Results and Conclusions: 32/34 (94%) of the proximal upper extremity replantations survived. 338/512 fingers (66%), and 88/135 thumbs (65%) survived. Due to secondary circulatory failure 146/512 (28%) fingers underwent repeated microvascular surgery to restore circulation. This secondary surgery saved 58/146 (40%) fingers. During the follow up period, 56% of the replanted fingers needed further surgery after primary replantation, including secondary recirculation surgery, smaller wound revisions, coverage procedures, scar correction, tenolysis or pseuarthrosis surgery. 3/338 (1%) were amputated at a later stage because of pain, stiffness and bad function. The patients came from all over Norway, proportionately to population distribution in the different regions of the country.
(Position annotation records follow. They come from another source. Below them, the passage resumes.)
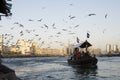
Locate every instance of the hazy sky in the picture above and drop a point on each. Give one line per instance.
(59, 22)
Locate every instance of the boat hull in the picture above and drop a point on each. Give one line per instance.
(84, 62)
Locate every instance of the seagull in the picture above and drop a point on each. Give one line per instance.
(46, 26)
(40, 20)
(71, 17)
(105, 15)
(76, 26)
(91, 14)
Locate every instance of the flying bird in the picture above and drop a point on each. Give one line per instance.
(105, 15)
(91, 14)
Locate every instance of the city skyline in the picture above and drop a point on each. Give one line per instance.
(59, 23)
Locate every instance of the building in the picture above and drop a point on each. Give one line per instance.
(108, 48)
(35, 48)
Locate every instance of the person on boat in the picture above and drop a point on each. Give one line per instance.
(87, 54)
(78, 56)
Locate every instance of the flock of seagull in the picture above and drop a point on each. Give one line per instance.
(8, 37)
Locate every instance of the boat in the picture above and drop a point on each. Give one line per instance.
(84, 61)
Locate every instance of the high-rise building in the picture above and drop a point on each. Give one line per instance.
(108, 48)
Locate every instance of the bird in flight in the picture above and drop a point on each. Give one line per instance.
(91, 14)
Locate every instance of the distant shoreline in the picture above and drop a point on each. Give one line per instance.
(28, 56)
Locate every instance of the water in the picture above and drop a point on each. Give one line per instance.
(57, 68)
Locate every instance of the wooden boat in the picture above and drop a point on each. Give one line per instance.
(84, 61)
(87, 62)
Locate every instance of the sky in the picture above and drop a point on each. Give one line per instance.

Replantation is a demanding procedure for the patient with a long period of hospitalization and rehabilitation. Approximately half of the patients need more than one surgery. The surgery is technically demanding, time consuming and requires considerable resources both during the initial hospitalization and during follow up. Centralization to one centre has allowed us to gain, and maintain surgical experience despite a small population (5 million). The results are not quite as good as those cited from other centres, but the high percentage of crushing injuries may in part explain this.